Is not having a password the new password?
In a somewhat ironic celebration of World Password Day, Apple, Google, and Microsoft announced plans to support a common passwordless sign-in standard created by the Fast IDentity Online (FIDO) Alliance and the World Wide Web Consortium.
Going passwordless will allow organizations to offer consistent, secure, and easy passwordless sign-ins to consumers across devices and platforms. FIDO says:
"The expanded standards-based capabilities will give websites and apps the ability to offer an end-to-end passwordless option. Users will sign in through the same action that they take multiple times each day to unlock their devices, such as a simple verification of their fingerprint or face, or a device PIN. This new approach protects against phishing and sign-in will be radically more secure when compared to passwords and legacy multi-factor technologies such as one-time passcodes sent over SMS."
But, is there really a need to go passwordless? Is multi-factor authentication (MFA) not enough?
New passwordless standards
It is well known in the cybersecurity industry that password-only authentication can be a huge issue. For end-users, managing so many passwords with so many different sites can be challenging, often resulting in the reuse of the same password across multiple accounts (for those less cybersecurity savvy).
FIDO notes that while password managers and legacy forms of MFA offer incremental improvements, there has been industry-wide collaboration to create sign-in technology that is more convenient and more secure:
"Hundreds of technology companies and service providers from around the world worked within the FIDO Alliance and W3C to create the passwordless sign-in standards that are already supported in billions of devices and all modern web browsers.
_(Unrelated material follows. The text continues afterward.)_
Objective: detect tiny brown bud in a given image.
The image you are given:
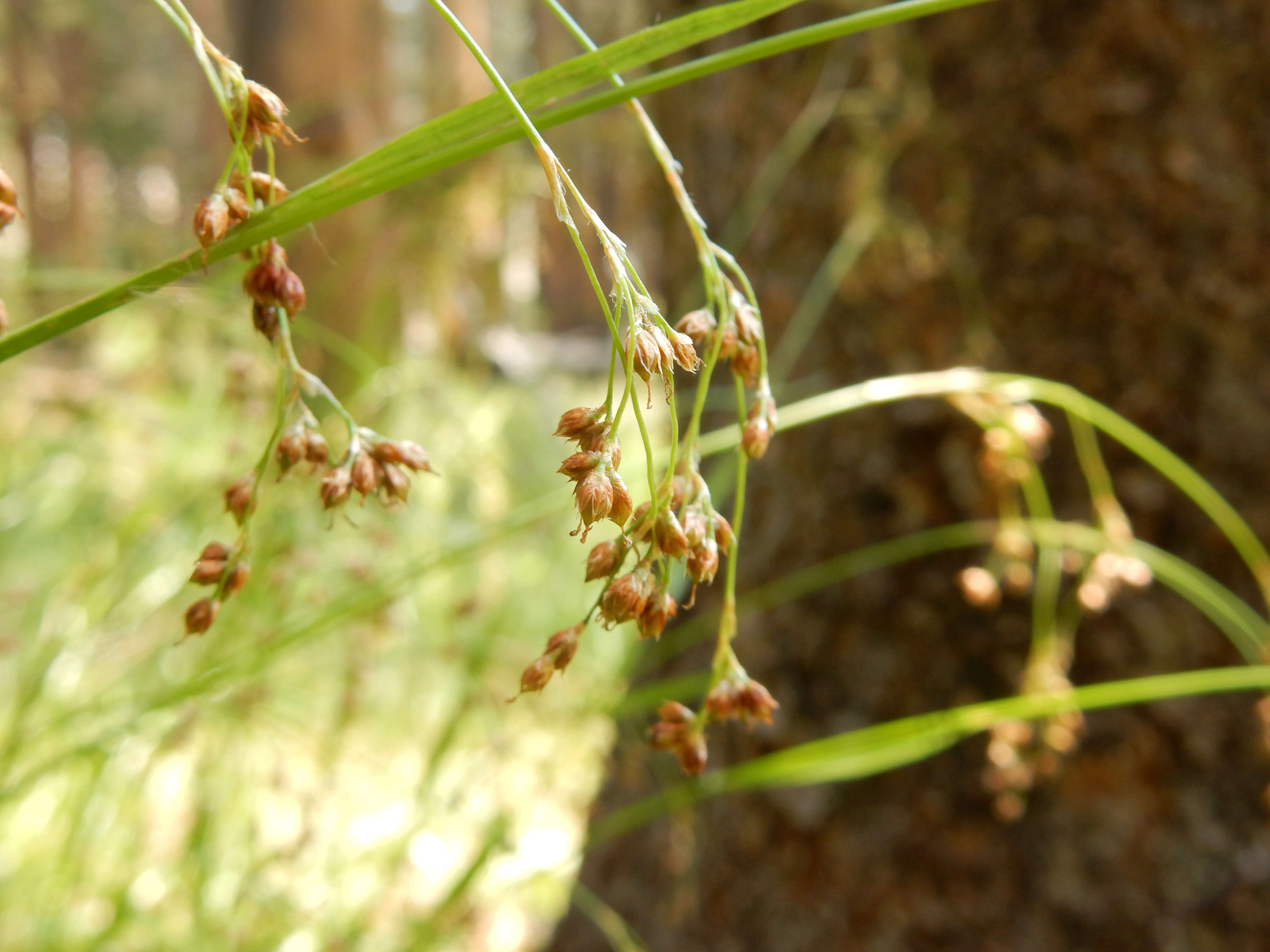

Apple, Google, and Microsoft have led development of this expanded set of capabilities and are now building support into their respective platforms.
These companies' platforms already support FIDO Alliance standards to enable passwordless sign-in on billions of industry-leading devices, but previous implementations require users to sign in to each website or app with each device before they can use passwordless functionality."
The announcement brings two new capabilities:
- "Allow users to automatically access their FIDO sign-in credentials (referred to by some as a "passkey") on many of their devices, even new ones, without having to re-enroll every account."
- "Enable users to use FIDO authentication on their mobile device to sign in to an app or website on a nearby device, regardless of the OS platform or browser they are running."
While it would be awesome to have one "passkey" as described above, it appears we are still years away from this becoming a common thing. Craig Lurey, CTO and Co-Founder of Keeper Security, discusses:
"The slow adoption of multi-factor authentication by businesses and consumers—despite MFA being a practical and highly effective way to protect end users from breaches due to credential theft—is a good indicator of the possible adoption timeframe for passwordless tech.
First, vendors have to build the technology into their websites and applications, and then, end users have to be educated about the technology and come to trust and adopt it. Note that this includes users becoming accustomed to relying on their mobile devices.
Between both organizational and consumer adoption, it may take many years until passwordless tech is widespread. Bottom line: We'll still be using passwords for at least another decade. Single-factor, passwordless login has too many functional, logistical and security issues to become the norm overnight.